Just to recount what we have: MD-7 filed an opening brief on May 8, 2014. Lam filed a "Combined Respondent Brief and Cross-Appeal Opening Brief" on July 25, 2014. Then MD-7 filed a "Reply and Cross-Respondents' Brief" on November 14, 2014, and, lastly Lam filed a "Reply Brief" - apparently replying to MD-7's cross-respondent's brief - on December 4, 2014. --------
MD-7's motion to strike is denied. We "simply disregard the offending contentions." (See City of Arcadia v. State Water Resources Control Bd. (2010) 191 Cal.App.4th 156, 180.) B. Merits of the New Trial Order
A new trial order is about the hardest trial court order to overturn. Even MD-7 Group concedes the standard of review is abuse of discretion and it is a difficult standard to overcome. (See Mercer v. Perez (1968) 68 Cal.2d 104, 112; Fountain Valley Chateau, supra, 67 Cal.App.4th at p. 751 ["A new trial motion allows a judge to disbelieve witnesses, reweigh evidence and draw reasonable inferences contrary to that of the jury, and still, on appeal, retain a presumption of correctness that will be disturbed only upon a showing of manifest and unmistakable abuse."].)

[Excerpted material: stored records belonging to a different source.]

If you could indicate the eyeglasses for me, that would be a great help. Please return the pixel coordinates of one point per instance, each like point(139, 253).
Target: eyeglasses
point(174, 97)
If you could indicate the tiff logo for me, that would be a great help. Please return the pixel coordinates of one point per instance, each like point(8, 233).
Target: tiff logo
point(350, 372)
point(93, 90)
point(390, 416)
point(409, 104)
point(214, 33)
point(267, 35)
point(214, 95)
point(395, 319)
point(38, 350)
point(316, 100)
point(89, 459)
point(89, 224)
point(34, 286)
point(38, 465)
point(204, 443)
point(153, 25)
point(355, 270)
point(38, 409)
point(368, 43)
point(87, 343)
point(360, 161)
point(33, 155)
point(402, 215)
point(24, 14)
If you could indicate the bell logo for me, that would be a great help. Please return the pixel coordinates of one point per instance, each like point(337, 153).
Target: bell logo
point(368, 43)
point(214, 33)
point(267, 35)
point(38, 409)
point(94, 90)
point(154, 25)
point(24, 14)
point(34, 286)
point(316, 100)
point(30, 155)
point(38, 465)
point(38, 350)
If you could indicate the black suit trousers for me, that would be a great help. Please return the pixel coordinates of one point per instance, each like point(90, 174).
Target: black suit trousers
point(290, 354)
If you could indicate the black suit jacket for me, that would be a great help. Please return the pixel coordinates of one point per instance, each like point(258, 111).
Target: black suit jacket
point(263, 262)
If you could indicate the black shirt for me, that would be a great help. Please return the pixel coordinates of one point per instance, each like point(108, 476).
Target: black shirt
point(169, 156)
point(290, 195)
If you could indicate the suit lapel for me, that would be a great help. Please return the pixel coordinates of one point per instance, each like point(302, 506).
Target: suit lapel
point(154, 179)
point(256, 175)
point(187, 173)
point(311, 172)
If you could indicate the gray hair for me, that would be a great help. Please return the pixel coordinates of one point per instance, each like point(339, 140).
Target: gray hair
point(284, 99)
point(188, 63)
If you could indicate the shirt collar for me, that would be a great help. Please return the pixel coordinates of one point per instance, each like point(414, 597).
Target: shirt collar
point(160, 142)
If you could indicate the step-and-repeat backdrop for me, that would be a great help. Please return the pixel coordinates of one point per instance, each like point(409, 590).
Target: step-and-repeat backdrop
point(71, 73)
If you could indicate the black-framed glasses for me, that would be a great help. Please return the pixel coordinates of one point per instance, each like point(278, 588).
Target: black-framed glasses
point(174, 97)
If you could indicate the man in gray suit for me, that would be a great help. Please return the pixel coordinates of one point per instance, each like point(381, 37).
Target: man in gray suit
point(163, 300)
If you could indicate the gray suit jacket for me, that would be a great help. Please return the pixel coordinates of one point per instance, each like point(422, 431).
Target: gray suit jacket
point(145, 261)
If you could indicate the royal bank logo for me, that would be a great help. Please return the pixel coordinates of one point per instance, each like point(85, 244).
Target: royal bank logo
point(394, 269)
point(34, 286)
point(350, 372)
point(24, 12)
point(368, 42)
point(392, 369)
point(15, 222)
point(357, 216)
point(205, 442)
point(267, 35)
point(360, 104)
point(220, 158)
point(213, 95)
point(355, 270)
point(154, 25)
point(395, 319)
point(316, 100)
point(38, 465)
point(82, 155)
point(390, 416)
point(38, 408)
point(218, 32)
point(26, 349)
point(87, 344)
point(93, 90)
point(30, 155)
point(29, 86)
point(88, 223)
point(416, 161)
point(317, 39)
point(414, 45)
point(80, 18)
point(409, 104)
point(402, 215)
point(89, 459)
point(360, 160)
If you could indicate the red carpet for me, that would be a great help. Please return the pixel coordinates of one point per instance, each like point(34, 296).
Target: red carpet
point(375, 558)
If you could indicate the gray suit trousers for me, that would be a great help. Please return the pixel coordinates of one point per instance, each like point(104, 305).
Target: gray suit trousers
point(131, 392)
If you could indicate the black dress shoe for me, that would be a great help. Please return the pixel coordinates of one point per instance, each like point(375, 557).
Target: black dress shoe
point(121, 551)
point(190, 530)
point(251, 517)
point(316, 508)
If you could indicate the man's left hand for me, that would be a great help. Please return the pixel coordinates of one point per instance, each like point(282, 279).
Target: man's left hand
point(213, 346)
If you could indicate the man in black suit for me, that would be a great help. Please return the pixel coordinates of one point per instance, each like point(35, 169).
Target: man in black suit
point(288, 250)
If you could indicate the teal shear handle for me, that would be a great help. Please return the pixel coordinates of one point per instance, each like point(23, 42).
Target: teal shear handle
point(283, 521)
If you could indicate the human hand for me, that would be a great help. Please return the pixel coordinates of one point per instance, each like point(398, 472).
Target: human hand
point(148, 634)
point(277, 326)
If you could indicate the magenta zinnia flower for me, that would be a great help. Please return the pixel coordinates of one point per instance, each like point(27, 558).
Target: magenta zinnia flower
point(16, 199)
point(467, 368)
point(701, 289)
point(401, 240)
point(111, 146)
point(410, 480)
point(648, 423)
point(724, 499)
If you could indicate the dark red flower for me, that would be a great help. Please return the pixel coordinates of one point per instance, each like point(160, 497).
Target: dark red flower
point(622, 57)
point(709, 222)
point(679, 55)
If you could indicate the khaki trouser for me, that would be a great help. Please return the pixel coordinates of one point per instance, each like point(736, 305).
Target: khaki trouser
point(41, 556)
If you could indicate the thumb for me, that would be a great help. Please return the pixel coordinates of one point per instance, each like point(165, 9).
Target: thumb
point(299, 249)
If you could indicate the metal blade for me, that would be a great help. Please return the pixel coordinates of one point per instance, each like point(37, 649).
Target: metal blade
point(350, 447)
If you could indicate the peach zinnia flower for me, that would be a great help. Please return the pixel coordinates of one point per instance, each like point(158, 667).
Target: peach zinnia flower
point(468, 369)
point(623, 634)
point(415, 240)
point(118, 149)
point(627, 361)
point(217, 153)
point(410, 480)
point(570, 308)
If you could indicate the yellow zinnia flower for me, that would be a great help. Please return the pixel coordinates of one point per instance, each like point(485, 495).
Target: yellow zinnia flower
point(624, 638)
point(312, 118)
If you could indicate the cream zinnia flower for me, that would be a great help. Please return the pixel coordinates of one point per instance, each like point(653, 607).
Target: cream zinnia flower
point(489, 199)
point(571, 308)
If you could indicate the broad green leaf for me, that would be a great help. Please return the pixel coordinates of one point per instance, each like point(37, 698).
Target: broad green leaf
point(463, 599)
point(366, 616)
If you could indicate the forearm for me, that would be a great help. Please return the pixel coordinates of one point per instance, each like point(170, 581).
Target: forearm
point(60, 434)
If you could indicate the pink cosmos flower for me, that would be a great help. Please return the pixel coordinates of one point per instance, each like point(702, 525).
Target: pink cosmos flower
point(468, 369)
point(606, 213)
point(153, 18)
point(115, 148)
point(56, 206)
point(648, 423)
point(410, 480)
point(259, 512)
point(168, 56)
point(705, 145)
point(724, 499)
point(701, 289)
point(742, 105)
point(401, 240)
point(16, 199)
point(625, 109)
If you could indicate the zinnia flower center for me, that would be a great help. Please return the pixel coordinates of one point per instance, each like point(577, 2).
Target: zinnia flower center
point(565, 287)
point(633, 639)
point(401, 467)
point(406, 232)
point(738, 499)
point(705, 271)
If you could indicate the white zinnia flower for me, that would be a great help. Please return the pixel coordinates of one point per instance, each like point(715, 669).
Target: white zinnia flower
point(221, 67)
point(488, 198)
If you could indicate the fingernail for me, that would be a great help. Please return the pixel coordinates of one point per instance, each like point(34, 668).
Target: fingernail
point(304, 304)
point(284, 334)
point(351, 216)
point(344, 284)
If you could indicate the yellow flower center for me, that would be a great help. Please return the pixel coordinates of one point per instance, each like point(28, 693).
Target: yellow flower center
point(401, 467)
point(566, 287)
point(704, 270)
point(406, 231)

In the case before us, the confusion brought on by the need to rush closing arguments and the ensuing misunderstanding as to whether Lam Group's counsel had finished all his closing argument would be enough to support a new trial order. And the mix-up in closing argument was compounded by Lam Group's fundamental inability to present its full defense. Lam Group originally wanted to call 10 witnesses, but instead had to pare it down to only 4 because of the cramped time allotted, so we cannot say that Lam Group got to call all the witnesses it might have called had it the time. Certainly we are in no position to second-guess the trial court on that point.
MD-7 posits there was no prejudice because the jury was inclined to disbelieve Lam himself anyway. The theory holds no water. We don't know what the jury would have concluded if Lam Group had been allowed sufficient time to put on its full defense. (See In re Marriage of Carlsson (2008) 163 Cal.App.4th 281, 291 [reversing where trial court had unfairly cut off "any opportunity for rebuttal evidence" or "argument of counsel"]; Blumenthal v. Superior Court (2006) 137 Cal.App.4th 672 [abuse of discretion to declare mistrial because parties could not fit trial into "arbitrary" two-day deadline].) Neither did the trial judge, but he was in a far better position to judge that than we are. In the final analysis, the trial judge made a reasonable call that we can find no fault with.
IV. DISPOSITION
The new trial order is affirmed. MD-7's appeal from the judgment is therefore dismissed as moot. (Ovando v. County of Los Angeles (2008) 159 Cal.App.4th 42, 60.) Lam Group's protective cross-appeal is likewise dismissed as moot. In the interests of justice each side will bear its own costs on appeal.
BEDSWORTH, J. WE CONCUR: O'LEARY, P. J. THOMPSON, J.